The group members insist it’s about the oath, and the oath is important.
“If the official does not follow the oath of office properly, that office is vacant,” said Carla Hoch, one of the group’s members. “They can go and they can violate you day and night, whenever they want, because they’re not bound by anything in the law.”
Ernie Hoch, Carla’s husband, compared the oath issue to hitting a home run in baseball – even though the officials took the oath, they still have to touch all the bases by following the legal procedures.
“The question remains, why are these people not following state law?” he said. “The resistance is kind of unnerving.”
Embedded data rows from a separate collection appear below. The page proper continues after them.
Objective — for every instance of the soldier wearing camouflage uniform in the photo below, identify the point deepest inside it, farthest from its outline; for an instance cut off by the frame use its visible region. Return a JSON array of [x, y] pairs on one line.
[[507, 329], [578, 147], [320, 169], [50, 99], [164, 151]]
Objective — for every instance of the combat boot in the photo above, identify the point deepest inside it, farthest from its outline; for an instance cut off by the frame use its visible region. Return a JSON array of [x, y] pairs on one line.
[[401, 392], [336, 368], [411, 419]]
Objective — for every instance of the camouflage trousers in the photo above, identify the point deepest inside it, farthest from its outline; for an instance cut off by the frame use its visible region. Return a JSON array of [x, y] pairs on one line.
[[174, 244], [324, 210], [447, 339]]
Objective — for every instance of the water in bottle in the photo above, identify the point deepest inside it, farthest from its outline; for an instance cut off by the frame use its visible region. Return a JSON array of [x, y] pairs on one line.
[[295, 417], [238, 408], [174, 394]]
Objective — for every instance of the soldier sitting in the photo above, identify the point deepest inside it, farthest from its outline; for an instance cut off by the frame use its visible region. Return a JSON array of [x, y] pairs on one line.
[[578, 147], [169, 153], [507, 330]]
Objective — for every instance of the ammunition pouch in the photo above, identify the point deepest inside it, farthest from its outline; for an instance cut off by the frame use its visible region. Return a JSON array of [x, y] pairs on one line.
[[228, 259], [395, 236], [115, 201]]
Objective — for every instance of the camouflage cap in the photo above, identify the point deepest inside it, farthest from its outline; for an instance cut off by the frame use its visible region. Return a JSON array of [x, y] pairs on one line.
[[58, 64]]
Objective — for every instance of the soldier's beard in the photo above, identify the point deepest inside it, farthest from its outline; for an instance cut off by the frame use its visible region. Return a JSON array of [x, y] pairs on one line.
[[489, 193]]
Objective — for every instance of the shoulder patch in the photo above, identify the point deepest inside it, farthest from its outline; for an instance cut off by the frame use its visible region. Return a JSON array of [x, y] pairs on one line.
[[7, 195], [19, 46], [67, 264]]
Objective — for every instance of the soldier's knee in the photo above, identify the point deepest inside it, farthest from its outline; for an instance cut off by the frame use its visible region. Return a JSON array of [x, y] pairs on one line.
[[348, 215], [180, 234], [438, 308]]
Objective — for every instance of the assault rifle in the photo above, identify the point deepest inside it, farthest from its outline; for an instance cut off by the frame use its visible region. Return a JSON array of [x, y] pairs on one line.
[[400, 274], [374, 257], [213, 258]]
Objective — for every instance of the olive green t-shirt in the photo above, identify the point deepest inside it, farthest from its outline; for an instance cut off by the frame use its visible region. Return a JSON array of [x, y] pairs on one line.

The People believe all 11 elected officials in Stevens County are illegitimate, from Sheriff Kendle Allen to Judge Gina Tveit to Rasmussen to the county commissioners.
“We’re basically the … only legitimate government in the county at this time,” Carla Hoch said.
Wait. What? Do The People consider themselves a government? Carla Hoch said they formed the group with a public notice, took nominations and voted on leaders, and filed their oaths of office properly. I told her it sounded more like a club or an organization.
“We are not a club or organization,” she said. “All of us volunteer our time … It’s kind of like the county commission.”
Then I asked Ernie Hoch about this, and he said, “We don’t think of ourselves as a government.”
So. The oath of office. The People’s Oversight Committee insists that state law requires the oaths to be recorded and filed with the state, though the RCW the group cites actually mentions more than one option for filing the oaths – including filing them in the county auditor’s office, as they do in Stevens County. Rasmussen said different county auditors do it differently, and there is no direction as specific as the committee claims there is.
A member of the group filed a court complaint. Judge John Strohmaier ruled in January that the officials have “proper Oaths of Office filed with the Auditor’s Office in Stevens County and can properly hold their positions.”
The People were unpersuaded. Group member Dennis Patterson sent an email urging The People to show up in Tveit’s courtroom and read a manifesto: “People will be inspired to follow our live action demonstration holding unfit public servants accountable. Without our Consent they have no authority. Without authority these wannabe emperors have no clothes. Should they belatedly follow the law it is only because We made them fear us enough to do it.”
He and two others attended a court hearing in January and tried to read their manifesto.
“They talked over” the judge, Rasmussen said. “They wouldn’t be quiet. She told them to leave and they wouldn’t leave.”
All were arrested. Two of the men entered deferred plea deals. Patterson took it to a jury and represented himself against charges of disorderly conduct and interference with a court proceeding. You know what they say about people who act as their own lawyers.
“The jury deliberated about 20 minutes,” Rasmussen said, “and convicted him on both counts.”